Guest User!

You are not Sophos Staff.

This discussion has been locked.
You can no longer post new replies to this discussion. If you have a question you can start a new discussion

How RAID status of standby member of HA clusters can be proactively monitored?

Hello,

it happened that a failed SSD RAID of  standby member was discovered by chance, watching the dashboard during Up2date process.

Specifically, RAID status under resource usage panel changed from OK to Not OK or something when the standby member became temporarily active because of ongoing Up2date process.

IMHO, it seems that RAID drive pair of any standby member can fail without notice. Am I wrong? 



This thread was automatically locked due to age.
  • Hi Gabriele, and welcome to the UTM Community!

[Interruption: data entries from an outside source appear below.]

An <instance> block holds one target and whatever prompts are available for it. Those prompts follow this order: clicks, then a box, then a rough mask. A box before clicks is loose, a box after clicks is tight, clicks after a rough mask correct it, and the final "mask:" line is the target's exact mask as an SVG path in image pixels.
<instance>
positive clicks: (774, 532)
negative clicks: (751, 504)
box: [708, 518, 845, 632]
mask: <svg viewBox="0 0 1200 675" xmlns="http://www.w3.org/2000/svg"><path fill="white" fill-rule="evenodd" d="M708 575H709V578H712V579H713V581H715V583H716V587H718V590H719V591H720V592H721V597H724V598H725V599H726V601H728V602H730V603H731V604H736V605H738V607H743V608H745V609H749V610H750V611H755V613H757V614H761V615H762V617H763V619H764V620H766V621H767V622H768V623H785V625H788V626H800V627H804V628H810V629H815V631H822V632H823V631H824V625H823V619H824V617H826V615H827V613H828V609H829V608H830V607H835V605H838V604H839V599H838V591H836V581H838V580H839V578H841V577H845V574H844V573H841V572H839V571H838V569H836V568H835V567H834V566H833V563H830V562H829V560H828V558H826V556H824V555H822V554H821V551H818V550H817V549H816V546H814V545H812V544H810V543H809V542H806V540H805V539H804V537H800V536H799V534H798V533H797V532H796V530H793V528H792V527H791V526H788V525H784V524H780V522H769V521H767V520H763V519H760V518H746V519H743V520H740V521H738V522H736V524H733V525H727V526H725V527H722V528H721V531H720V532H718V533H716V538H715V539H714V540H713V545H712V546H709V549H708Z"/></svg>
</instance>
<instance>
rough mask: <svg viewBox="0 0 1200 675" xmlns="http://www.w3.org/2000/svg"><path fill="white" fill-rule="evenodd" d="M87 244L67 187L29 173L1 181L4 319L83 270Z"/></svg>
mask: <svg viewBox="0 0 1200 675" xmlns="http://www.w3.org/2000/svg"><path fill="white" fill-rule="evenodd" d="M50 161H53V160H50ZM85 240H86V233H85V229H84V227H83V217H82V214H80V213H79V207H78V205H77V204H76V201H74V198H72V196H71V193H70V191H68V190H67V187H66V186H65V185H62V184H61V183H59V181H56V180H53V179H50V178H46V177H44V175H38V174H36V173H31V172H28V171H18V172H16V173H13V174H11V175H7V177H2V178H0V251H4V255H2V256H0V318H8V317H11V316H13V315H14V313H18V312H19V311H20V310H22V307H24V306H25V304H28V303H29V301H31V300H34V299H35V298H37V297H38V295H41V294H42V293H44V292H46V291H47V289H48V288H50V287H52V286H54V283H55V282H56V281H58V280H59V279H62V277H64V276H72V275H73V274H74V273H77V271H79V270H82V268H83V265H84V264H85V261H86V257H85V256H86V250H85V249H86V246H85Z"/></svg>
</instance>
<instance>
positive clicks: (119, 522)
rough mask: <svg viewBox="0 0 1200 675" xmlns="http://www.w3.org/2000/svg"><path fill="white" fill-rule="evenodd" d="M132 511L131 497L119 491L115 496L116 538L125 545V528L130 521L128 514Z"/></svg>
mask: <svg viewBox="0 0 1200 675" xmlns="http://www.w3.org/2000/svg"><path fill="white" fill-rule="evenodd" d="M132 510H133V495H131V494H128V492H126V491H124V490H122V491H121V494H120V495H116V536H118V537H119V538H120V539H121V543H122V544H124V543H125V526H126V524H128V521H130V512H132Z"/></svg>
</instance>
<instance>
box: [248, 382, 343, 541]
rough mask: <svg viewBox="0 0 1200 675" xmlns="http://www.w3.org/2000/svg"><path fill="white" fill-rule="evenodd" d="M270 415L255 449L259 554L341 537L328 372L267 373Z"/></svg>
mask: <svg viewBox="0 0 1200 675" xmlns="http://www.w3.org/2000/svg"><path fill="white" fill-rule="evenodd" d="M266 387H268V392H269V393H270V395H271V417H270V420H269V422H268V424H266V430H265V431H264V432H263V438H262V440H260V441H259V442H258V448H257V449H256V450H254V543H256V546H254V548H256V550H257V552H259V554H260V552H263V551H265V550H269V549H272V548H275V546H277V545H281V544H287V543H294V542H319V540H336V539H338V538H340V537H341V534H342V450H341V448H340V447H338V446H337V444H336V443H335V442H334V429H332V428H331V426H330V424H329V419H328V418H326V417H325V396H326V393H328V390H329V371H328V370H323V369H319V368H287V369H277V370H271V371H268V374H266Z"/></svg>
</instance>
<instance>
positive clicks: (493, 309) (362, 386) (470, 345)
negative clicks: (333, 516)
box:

    Health monitoring of the Slave system sounds like an excellent feature suggestion!  

    Cheers - Bob

     
    Sophos UTM Community Moderator
    Sophos Certified Architect - UTM
    Sophos Certified Engineer - XG
    Gold Solution Partner since 2005
    MediaSoft, Inc. USA
  • It's really a problem to monitor the hardware status of a slave. I'm doing a master reboot every week to rotate the roles and make a regulary restart.
    If You want to have a look at the raid, must connect to the slave via "ha_utils ssh" decribed here:
    community.sophos.com/.../21326

    and use the shell raid commands like: tw_cli-x86_64 (for areca raid in asg525)
    It should (not) looks like that:

    utm:/home/login # tw_cli-x86_64 info c0

    Unit UnitType Status %RCmpl %V/I/M Stripe Size(GB) Cache AVrfy
    ------------------------------------------------------------------------------
    u0 RAID-1 REBUILDING 74% - - 465.651 RiW ON

    VPort Status Unit Size Type Phy Encl-Slot Model
    ------------------------------------------------------------------------------
    p0 DEGRADED u0 465.76 GB SATA 0 - ST500DM002-1BD142
    p1 OK u0 465.76 GB SATA 1 - ST500DM002-1BD142

     

    Sophos Certified Architect (UTM + XG)